The Raspberry Pi 3B+ was the leading version of the small yet effective computer system in 2018. While it was not too large a change from the previous Pi 3B, it introduced a number of minor firmware changes that broke support for existing OS images.

Since the current phase of my career features quite a lot of system administration duties, small computers like the Pi make it easy to run simple tasks in a non-containerized environment.

However I was recently dismayed during my attempts to migrate the SD cards from Pi 3B to 3B+ resulted in a litany of errors. In addition, there was no meaningful upgrade path from Ubuntu 16.04 to 18.04 on the Pi since quite a lot of people use the standard Raspian so everything else tends to be out of date.

Understandably, many clients however prefer having the maximum possible compatibility with desktop Ubuntu LTS, so I was forced to do some more digging.

An image of Ubuntu 18.04.2 LTS for the Raspberry Pi 3B exists and can be found here, however, it does not support some minor variants of 3B, notably the 3B+ is not supported.

Looking at the Raspberry Pi spec sheets carefully, I figured since the physical CPU had not changed between 3B and 3B+ that there was no Linux limitation against it working. So I proceeded to write the image to the SD card as per usual:

sudo unxz ubuntu-18.04.2-preinstalled-server-arm64+raspi3.img.xz

sudo dd if=ubuntu-18.04.2-preinstalled-server-arm64+raspi3.img \
    of=/dev/sdc bs=4M conv=fsync status=progress

I plugged that into my Pi and, sadly, it was unable to boot. It remained stuck at the rainbow colour palette startup screen. So my guess was the bootloader had failed somehow.

Plugging the SD back into my desktop, I did a lsblk to determine /boot partition location.
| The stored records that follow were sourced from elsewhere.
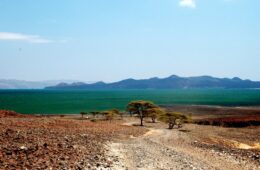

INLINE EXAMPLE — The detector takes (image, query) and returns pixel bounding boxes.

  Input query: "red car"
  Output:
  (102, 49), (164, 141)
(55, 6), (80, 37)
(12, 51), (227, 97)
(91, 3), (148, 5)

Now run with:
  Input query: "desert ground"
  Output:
(0, 108), (260, 170)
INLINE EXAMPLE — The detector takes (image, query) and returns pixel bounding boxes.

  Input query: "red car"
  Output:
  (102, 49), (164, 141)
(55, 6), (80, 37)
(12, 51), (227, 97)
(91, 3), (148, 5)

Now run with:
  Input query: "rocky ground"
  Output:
(0, 111), (260, 170)
(106, 121), (260, 170)
(0, 112), (145, 170)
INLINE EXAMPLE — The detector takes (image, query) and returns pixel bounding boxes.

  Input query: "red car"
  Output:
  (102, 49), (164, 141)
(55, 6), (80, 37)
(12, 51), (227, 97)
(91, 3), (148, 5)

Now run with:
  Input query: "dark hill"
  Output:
(45, 75), (260, 89)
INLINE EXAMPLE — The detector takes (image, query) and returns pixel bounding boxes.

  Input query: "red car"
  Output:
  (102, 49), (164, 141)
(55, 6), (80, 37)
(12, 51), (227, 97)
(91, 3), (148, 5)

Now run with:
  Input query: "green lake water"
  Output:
(0, 89), (260, 114)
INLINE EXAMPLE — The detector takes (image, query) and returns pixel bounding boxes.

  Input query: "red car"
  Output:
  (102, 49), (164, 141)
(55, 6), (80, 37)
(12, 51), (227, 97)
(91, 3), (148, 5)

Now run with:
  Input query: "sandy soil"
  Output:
(106, 123), (260, 170)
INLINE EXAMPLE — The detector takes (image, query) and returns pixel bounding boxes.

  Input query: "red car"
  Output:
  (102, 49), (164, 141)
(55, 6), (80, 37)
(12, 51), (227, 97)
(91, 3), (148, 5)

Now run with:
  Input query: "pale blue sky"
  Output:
(0, 0), (260, 81)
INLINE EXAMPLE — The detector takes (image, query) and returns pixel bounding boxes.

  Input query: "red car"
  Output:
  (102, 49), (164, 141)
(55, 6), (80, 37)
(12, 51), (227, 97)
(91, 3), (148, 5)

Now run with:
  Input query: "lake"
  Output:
(0, 89), (260, 114)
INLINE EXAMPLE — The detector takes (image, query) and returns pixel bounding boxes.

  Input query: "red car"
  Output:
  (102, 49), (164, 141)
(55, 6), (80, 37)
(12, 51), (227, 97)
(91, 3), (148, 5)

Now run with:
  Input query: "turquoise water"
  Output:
(0, 89), (260, 114)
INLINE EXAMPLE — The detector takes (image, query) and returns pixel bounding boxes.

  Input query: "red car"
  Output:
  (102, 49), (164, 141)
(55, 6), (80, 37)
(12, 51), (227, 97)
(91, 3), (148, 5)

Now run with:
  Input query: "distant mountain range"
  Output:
(46, 75), (260, 90)
(0, 79), (85, 89)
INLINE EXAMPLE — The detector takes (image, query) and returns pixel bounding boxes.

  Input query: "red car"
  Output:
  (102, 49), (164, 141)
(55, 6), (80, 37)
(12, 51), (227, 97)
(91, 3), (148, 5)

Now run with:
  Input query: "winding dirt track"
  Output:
(108, 122), (259, 170)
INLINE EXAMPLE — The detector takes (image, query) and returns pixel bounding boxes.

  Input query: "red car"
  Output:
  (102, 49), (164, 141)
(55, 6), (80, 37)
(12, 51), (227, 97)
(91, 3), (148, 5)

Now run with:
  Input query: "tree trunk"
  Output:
(140, 116), (144, 126)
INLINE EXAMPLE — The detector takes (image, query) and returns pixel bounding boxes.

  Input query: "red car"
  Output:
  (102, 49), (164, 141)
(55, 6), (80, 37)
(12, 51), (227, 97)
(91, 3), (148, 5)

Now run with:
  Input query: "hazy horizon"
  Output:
(0, 0), (260, 82)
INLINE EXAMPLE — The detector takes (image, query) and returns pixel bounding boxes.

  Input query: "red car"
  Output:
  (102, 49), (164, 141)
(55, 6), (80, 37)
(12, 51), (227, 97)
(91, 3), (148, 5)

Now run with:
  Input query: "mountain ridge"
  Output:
(45, 75), (260, 90)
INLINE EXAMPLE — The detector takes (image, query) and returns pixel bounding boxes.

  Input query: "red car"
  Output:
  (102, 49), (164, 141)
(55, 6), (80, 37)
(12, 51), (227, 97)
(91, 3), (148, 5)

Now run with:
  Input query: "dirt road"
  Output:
(108, 122), (260, 170)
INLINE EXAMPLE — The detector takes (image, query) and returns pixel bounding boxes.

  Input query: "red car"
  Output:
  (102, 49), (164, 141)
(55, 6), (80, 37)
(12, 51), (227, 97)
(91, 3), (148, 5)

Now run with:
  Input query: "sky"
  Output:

Then I did a ls to see what what files were present. Mostly firmware blobs and vmlinuz and the infamous config.txt which controls the Pi boot process. So I opened it with vim noticed that kernel was pointing to a uboot file which was not present. Bingo!

Thankfully the Broadcom CPU used in the Pi has been pushed to kernel upstream, which is what Ubuntu LTS relies on, so I could just delete the device_tree_address line used by u-boot and adjust several lines in the config.txt to point to the plain ol' Linux vmlinuz.

kernel=vmlinuz
initramfs initrd.img followkernel
arm_control=0x200
device_tree_address=0x0200000 # -- delete this line --

As an aside, I noticed many of the Raspberry Pi blobs for the other devices were missing. So if you need those, you'll want to obtain them via the official GitHub repo. In my case I only needed the ComputeModule3 blob, which is bcm2710-rpi-cm3.dtb, so I copied that into the boot partition.

With that, my Raspberry Pi 3B+ was able to boot the latest Ubuntu 18.04.2 LTS. Since this is Ubuntu, the normal username and password combo is 'ubuntu' for both, and I was able to login just fine.

Finally, for a 4-core computer with only 1GB of RAM, the commandline use was quite fast and it didn't need more than about 150Mb at any given time. I was able to trim that by quite a bit removing the cloud-init services and got it down to about 110Mb.

Thus I was able to use the humble Raspberry Pi for semi-important business goals and so wraps up this blog post.